Devorah paused and looked over her shoulder at Piety.

“Please.”

Devorah nodded.

“I’ll wait below the Intersect. Chase him there. Keep his attention on you. I’ll catch hold of him and you can pierce his heart.”

“That’s risky.”

“I know.”

• • •

Piety teleported over the side of the wall where Hirrom clung to the stone, using fingers like claws to climb. She took hold of him and sprang to the sky.

• • •

She stood upon nothing a moment before she got there. Frederick leapt from the peak of the lighthouse to the Intersect but she caught him, grasping him from behind and holding him steady, her telekinesis rigid against the storm.

• • •

And the moment caught up with her.

Piety tossed the body of Willow Vytal into the Twilight Realm.

Piety held Frederick as the bullet destroyed his heart and hers.

Piety stood beneath the point of Intersection, but the rent was gone. Hirrom still in her arms.

And as Frederick’s life poured from his chest, she found she could not heal her own wound. She pulled on the power of the cosmos, but it streamed straight through her into nowhere, like a pump with a broken handle, spewing its contents without restraint.

Her whole body tingled, as it had when she was a child and knelt before the altar of God. Chimes rang faintly, just on the edge of hearing. She blinked and she could see the room in her mind, but she was on the other side of the wall, in the cosmos. In the room, standing at the edge, was an old woman with kind purple eyes.

“Well, I suppose this is the way things start.”

“Minerva, is that you?”

The old woman nodded.

The room beyond faded, as though a cold fog slid in.

“I don’t understand.”

“You were right you know; it is a sort of gift.”

Piety reached to her mindspace but it was as though the wall was still there. Her hand that was not a hand pressed against it but would not pass through. The fog beyond the purple-eyed woman swirled in a cold wind. It began to snow in the mindspace.

“Piety, you must let go of the cosmos.”

Piety pressed harder. “It’s all that’s holding me together.”

Minerva nodded. “I know.”

“Then why?”

“You’re connected to them, the other girls, and if you hang on, you’ll burn them up, just as you did yourself.”

“Piety! Piety if you can hear me, come back!”

Piety sighed and it was as though she expelled the weight of a fortress from her shoulders. She felt relieved and exhausted. Even in the place that was not a place, without form, she felt relief.

“Am I dying?”

Minerva shrugged. “After a fashion.

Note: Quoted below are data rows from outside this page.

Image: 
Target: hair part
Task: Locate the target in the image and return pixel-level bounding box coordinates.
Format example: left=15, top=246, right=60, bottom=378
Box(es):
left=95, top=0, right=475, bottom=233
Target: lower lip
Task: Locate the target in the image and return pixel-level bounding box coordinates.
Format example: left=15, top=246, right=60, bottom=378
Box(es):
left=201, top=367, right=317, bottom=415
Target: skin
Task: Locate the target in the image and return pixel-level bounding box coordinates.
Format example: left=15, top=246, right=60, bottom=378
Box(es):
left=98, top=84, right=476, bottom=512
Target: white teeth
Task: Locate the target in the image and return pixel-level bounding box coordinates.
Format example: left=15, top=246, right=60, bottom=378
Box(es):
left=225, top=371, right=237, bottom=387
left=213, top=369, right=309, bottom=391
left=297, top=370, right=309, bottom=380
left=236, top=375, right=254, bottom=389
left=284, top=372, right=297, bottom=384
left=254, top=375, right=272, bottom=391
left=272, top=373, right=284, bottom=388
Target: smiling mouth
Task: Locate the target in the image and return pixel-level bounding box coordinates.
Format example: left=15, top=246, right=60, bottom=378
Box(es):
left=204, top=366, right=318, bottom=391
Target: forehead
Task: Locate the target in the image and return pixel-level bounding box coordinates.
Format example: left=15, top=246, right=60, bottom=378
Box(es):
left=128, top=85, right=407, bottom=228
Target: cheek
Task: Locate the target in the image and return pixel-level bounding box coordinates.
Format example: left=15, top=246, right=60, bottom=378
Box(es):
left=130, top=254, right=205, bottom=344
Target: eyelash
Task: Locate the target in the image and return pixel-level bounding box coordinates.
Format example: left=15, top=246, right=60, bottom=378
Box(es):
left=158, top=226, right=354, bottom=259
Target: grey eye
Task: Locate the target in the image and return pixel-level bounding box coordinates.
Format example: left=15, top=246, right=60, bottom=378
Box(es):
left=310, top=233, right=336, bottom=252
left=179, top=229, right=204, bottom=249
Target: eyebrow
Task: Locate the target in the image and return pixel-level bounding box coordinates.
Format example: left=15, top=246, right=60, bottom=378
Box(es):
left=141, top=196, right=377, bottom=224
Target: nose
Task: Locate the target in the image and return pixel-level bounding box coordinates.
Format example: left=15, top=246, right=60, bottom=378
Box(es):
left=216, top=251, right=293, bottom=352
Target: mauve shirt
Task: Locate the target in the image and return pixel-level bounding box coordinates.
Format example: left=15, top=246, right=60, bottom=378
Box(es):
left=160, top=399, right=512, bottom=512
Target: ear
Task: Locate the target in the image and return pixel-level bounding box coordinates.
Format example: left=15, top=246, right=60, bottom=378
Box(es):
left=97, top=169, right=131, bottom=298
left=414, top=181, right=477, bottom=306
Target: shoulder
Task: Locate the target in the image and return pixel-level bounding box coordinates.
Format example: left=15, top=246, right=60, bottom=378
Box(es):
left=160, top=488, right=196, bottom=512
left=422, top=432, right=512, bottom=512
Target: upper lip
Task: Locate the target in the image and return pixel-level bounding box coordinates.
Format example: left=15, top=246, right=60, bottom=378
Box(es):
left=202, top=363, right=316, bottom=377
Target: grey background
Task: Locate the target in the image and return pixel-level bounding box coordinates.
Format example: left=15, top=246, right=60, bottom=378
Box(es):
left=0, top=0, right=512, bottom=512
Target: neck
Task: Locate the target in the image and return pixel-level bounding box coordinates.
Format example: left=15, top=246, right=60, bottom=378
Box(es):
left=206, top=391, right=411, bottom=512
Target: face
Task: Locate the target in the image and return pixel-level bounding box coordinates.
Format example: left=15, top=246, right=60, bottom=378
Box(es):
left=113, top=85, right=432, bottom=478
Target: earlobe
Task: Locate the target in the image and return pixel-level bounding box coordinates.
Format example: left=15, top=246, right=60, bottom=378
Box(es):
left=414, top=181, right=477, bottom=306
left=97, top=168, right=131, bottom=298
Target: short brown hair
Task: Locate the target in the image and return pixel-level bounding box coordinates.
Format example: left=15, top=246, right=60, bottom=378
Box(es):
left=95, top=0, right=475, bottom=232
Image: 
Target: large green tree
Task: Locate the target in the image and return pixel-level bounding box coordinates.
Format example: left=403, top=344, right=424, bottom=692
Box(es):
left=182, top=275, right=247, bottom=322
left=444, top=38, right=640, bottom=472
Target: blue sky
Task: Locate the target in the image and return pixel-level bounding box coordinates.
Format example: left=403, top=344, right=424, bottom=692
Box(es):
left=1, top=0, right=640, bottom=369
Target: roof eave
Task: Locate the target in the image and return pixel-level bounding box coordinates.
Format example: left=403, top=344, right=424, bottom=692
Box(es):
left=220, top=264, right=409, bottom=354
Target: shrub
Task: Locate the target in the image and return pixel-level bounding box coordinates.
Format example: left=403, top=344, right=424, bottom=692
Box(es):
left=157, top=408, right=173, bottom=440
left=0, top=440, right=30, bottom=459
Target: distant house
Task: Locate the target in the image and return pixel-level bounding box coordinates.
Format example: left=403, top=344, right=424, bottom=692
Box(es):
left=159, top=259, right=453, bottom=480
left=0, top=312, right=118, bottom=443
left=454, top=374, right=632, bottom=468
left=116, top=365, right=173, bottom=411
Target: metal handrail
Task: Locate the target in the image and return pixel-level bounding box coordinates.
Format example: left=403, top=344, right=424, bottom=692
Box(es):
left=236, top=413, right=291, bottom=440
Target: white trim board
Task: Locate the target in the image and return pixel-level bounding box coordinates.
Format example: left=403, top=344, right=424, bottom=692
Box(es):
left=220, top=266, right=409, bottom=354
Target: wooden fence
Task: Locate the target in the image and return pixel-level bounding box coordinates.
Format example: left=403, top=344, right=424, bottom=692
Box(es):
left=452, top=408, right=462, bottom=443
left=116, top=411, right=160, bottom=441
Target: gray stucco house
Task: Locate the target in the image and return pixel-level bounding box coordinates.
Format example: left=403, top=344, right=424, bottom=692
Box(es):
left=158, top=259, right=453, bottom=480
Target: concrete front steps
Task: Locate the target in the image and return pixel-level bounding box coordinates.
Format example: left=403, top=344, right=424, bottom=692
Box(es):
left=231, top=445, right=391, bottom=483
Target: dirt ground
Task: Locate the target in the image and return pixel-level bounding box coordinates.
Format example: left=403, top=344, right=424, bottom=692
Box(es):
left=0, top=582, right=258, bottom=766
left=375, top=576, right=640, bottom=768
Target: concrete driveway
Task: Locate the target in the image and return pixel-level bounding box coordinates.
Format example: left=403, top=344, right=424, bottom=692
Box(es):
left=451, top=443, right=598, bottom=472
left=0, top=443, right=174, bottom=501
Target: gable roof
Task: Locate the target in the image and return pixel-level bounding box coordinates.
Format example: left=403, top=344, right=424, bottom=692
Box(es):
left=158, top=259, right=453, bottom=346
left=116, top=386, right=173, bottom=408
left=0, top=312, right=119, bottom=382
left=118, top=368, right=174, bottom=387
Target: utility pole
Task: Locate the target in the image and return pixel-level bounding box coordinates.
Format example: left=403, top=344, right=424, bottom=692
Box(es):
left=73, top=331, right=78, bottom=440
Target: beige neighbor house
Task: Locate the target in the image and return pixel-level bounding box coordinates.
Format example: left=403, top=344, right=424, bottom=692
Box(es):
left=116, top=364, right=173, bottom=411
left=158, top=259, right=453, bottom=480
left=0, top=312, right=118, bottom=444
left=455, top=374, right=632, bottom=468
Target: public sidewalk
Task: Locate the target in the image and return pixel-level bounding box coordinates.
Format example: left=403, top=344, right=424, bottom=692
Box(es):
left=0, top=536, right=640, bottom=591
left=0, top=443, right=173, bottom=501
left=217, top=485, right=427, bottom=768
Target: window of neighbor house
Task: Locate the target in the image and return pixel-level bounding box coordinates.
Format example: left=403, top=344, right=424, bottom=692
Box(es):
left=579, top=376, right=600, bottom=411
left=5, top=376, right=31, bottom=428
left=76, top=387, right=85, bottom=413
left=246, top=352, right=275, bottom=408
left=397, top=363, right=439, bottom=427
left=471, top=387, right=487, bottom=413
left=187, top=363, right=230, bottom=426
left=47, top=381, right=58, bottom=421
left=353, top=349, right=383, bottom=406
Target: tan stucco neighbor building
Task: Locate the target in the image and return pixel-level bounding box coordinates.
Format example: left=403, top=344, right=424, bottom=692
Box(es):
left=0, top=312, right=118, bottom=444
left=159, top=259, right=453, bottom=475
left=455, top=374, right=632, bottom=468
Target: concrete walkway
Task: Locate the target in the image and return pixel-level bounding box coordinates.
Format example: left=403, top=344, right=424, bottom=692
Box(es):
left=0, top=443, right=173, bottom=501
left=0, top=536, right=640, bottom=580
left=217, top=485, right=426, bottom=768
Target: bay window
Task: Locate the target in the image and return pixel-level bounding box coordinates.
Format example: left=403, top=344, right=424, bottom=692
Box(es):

But then again, not really.”

“It feels like I’m dying. I couldn’t heal the wound.”

“Piety, you said I’d know, and you were right. Come back, please come back.”

“What about Temperance?”

The snow became a blizzard. Piety gazed into Minerva’s vivid purple eyes as though from a great distance. Her vision blurred.

“They will die if you persist in the cosmos. Piety, you must let go.”

“Piety, hang on!”

Outside, just beyond the room in her mind, she could sense the passing storm. She could hear Devorah’s screams of sorrow. She could feel…

“But what about Temperance?”

Minerva sighed. “I’m sorry, Piety.”

“Piety?”

Piety took a breath that was not a breath, leaned back in the space that was not a space, and let go the cosmos.